“Mom, you have let me help you so many times! What’s the point of teaching me how to do it if you never let me do it on my own?!”
My eight-year old had a point. I’d asked her to wait until I was done working so that I could supervise her culinary endeavor in the kitchen. I thought it was a reasonable request—I just wanted to be in the room to help—but she was right. If the point of teaching a child a skill is to have them use it, then I should let her use it.

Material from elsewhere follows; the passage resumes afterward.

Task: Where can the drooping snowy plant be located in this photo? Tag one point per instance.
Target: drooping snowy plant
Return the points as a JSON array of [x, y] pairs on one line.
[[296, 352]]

While we are celebrating our country’s independence from what you could call an overbearing parent who made all the decisions for the colonists and didn’t give them a say, we can also encourage and celebrate our children’s independence. Letting children have choices, encouraging them to make mistakes and learn from them, and giving them opportunities to thrive on their own are all part of parenting. It’s hard to let go, as I discussed in last month’s eNews. I have to fight my own urge to be a “snowplow parent” who pushes all obstacles out of the way. As you read this, my kids are at sleepaway camp for two weeks—a first for them and for me. I didn’t grow up going to sleepaway camp as my husband did, but I had a taste of it with Girl Scout campouts. I want this for them, they need this, and yet it’s still hard. That doesn’t mean it’s not worth doing.
Red Tricycle has suggestions for encouraging independence at every age and stage. Your toddler isn’t going to bake cookies on their own, but they can help wipe down the table or pick out their own clothes. There are ways to give them the scaffolding around a new experience and letting them learn or do it on their own.
One benefit of all this? Confident, independent children who bring you warm chocolate chip cookies while you’re working!